São Paulo, em determinada epístola, emprega o termo grego KOPROS [´kopros], que corresponde à celebre palavra que começa por m... e significa excremento. Algum tradutor teria coragem de usar o termo bem adequado?
Problemas de sintaxe
Apontamos abaixo alguns problemas e sintaxe.
a) Problema muito simples é a colocação do vocativo. Na língua portuguesa atual, o vocativo costuma ser o primeiro elemento; na língua grega e na latina, o vocativo é inserido no meio da sentença.
b) Muitas vezes se vê um servilismo exagerado, por exemplo, na sintaxe de orações aditivas que se sucedem; em fornulações que não se usam em português, tais como falou e disse.

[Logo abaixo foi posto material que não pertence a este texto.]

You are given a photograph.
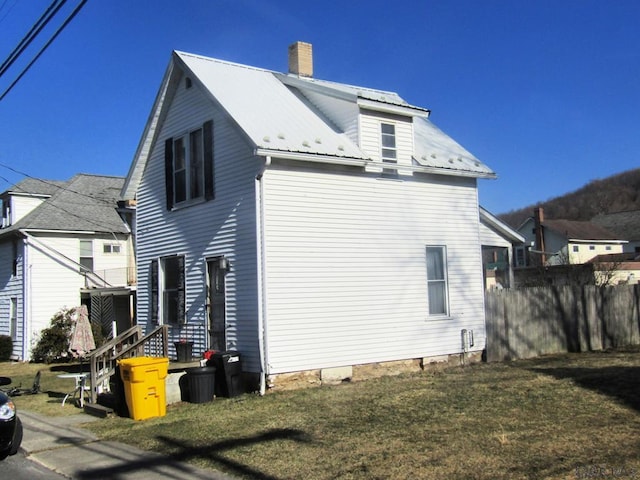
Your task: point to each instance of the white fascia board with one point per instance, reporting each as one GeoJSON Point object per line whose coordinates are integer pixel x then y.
{"type": "Point", "coordinates": [357, 162]}
{"type": "Point", "coordinates": [600, 242]}
{"type": "Point", "coordinates": [28, 231]}
{"type": "Point", "coordinates": [310, 157]}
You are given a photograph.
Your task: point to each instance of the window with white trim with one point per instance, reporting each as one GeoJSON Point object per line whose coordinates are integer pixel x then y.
{"type": "Point", "coordinates": [168, 290]}
{"type": "Point", "coordinates": [13, 318]}
{"type": "Point", "coordinates": [111, 248]}
{"type": "Point", "coordinates": [189, 166]}
{"type": "Point", "coordinates": [437, 286]}
{"type": "Point", "coordinates": [86, 256]}
{"type": "Point", "coordinates": [389, 152]}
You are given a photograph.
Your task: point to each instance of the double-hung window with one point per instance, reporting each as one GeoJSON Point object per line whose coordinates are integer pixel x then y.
{"type": "Point", "coordinates": [437, 287]}
{"type": "Point", "coordinates": [388, 143]}
{"type": "Point", "coordinates": [168, 290]}
{"type": "Point", "coordinates": [86, 256]}
{"type": "Point", "coordinates": [189, 166]}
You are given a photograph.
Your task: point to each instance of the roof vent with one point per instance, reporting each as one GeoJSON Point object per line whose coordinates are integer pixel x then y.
{"type": "Point", "coordinates": [301, 59]}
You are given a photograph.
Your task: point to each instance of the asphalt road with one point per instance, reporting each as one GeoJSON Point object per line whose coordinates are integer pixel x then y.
{"type": "Point", "coordinates": [18, 467]}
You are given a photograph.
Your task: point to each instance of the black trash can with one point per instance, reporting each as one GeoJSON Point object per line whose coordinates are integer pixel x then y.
{"type": "Point", "coordinates": [228, 366]}
{"type": "Point", "coordinates": [200, 384]}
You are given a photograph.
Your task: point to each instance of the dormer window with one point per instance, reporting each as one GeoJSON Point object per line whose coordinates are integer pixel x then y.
{"type": "Point", "coordinates": [388, 136]}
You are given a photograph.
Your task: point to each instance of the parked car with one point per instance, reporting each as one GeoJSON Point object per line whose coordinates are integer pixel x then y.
{"type": "Point", "coordinates": [10, 426]}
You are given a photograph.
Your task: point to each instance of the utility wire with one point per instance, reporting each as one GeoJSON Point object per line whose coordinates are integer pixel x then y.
{"type": "Point", "coordinates": [46, 45]}
{"type": "Point", "coordinates": [8, 9]}
{"type": "Point", "coordinates": [51, 184]}
{"type": "Point", "coordinates": [28, 38]}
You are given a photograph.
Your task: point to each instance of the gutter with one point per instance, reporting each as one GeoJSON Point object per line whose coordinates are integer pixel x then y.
{"type": "Point", "coordinates": [364, 162]}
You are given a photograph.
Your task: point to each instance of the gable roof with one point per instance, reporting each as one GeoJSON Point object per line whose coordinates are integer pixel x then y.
{"type": "Point", "coordinates": [271, 109]}
{"type": "Point", "coordinates": [86, 203]}
{"type": "Point", "coordinates": [501, 228]}
{"type": "Point", "coordinates": [624, 224]}
{"type": "Point", "coordinates": [581, 231]}
{"type": "Point", "coordinates": [34, 187]}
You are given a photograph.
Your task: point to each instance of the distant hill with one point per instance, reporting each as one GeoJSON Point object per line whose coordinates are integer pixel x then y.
{"type": "Point", "coordinates": [620, 192]}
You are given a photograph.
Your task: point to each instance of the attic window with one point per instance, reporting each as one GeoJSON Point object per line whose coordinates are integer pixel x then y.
{"type": "Point", "coordinates": [388, 137]}
{"type": "Point", "coordinates": [189, 166]}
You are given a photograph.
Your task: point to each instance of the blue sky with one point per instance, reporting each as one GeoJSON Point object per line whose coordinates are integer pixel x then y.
{"type": "Point", "coordinates": [546, 92]}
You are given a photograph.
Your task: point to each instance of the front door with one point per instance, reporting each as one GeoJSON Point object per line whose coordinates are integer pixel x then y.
{"type": "Point", "coordinates": [217, 305]}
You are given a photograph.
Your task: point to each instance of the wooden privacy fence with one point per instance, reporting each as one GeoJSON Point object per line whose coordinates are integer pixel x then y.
{"type": "Point", "coordinates": [528, 322]}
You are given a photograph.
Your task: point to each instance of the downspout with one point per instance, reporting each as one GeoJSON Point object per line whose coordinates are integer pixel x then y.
{"type": "Point", "coordinates": [26, 304]}
{"type": "Point", "coordinates": [262, 288]}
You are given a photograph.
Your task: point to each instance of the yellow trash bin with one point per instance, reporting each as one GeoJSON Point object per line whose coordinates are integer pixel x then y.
{"type": "Point", "coordinates": [144, 386]}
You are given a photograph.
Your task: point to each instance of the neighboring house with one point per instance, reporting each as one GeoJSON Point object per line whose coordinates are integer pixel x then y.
{"type": "Point", "coordinates": [624, 225]}
{"type": "Point", "coordinates": [309, 225]}
{"type": "Point", "coordinates": [563, 242]}
{"type": "Point", "coordinates": [62, 244]}
{"type": "Point", "coordinates": [499, 242]}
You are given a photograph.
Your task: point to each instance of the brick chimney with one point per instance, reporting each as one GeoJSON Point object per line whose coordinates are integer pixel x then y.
{"type": "Point", "coordinates": [538, 216]}
{"type": "Point", "coordinates": [301, 59]}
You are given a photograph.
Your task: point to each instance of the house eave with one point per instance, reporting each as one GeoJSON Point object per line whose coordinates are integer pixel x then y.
{"type": "Point", "coordinates": [28, 231]}
{"type": "Point", "coordinates": [392, 108]}
{"type": "Point", "coordinates": [363, 162]}
{"type": "Point", "coordinates": [602, 242]}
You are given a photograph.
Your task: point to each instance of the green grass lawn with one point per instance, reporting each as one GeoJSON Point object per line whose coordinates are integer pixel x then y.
{"type": "Point", "coordinates": [559, 417]}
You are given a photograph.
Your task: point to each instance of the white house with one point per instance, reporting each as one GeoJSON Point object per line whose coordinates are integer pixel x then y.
{"type": "Point", "coordinates": [62, 244]}
{"type": "Point", "coordinates": [499, 243]}
{"type": "Point", "coordinates": [309, 225]}
{"type": "Point", "coordinates": [562, 242]}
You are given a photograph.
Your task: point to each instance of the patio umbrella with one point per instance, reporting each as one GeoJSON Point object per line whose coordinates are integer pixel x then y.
{"type": "Point", "coordinates": [82, 341]}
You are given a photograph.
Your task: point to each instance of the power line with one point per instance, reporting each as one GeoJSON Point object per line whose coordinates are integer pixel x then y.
{"type": "Point", "coordinates": [54, 185]}
{"type": "Point", "coordinates": [8, 10]}
{"type": "Point", "coordinates": [46, 45]}
{"type": "Point", "coordinates": [28, 38]}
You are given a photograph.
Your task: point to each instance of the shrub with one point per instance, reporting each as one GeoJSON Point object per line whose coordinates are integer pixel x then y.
{"type": "Point", "coordinates": [6, 348]}
{"type": "Point", "coordinates": [53, 345]}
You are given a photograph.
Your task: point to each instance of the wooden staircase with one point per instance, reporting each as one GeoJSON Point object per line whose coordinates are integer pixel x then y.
{"type": "Point", "coordinates": [103, 360]}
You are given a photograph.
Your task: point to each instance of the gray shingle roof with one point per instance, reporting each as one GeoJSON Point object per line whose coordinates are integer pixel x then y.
{"type": "Point", "coordinates": [35, 186]}
{"type": "Point", "coordinates": [84, 203]}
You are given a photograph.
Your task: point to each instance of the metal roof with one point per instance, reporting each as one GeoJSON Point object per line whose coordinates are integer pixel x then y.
{"type": "Point", "coordinates": [84, 203]}
{"type": "Point", "coordinates": [268, 112]}
{"type": "Point", "coordinates": [268, 108]}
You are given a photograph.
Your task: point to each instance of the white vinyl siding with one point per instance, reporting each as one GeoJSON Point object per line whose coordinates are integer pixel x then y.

c) Um trecho muito bom para se tomar o pulso da tradução é o início do Evangelho de São Lucas, que apresenta uma série de orações subordinadas. O tradutor deve ser corajoso e cortar em períodos tudo aquilo que é complexo para o leitor de hoje. Mas não deve fazer como o tradutor da Bíblia, tradução ecumênica, que tornou a sintaxe do texto do início de Lucas mais complexo que a do original. No original, aparecem uma oração principal e cinco subordinadas. Na mencionada tradução, aparecem uma principal e oito subordinadas.
d) Outro problema a ser pensado pelo tradutor é a pessoa de tratamento (você, tu, o senhor, a senhora?).
e) A língua grega é rica em particípios, que não eram tão abundantes na língua latina, nem o são na língua portuguesa. O latim, por exemplo, para traduzir o particípio perfeito passivo, usado em relação à Virgem Maria, lançou mão da expressão gratia plena. Qual deveria ser a tradução exata disso?
Conclusão
O problema da tradução de textos bíblicos ou litúrgicos (os litúrgicos em geral derivam dos bíblicos) não é fácil. Para se conseguirem resultados, deveriam ser feitas pequenas tentativas, conjugando esforços de teólogos e lingüistas.
O próprio autor destas linhas está fazendo uma tentativa de traduzir o Evangelho de São Lucas.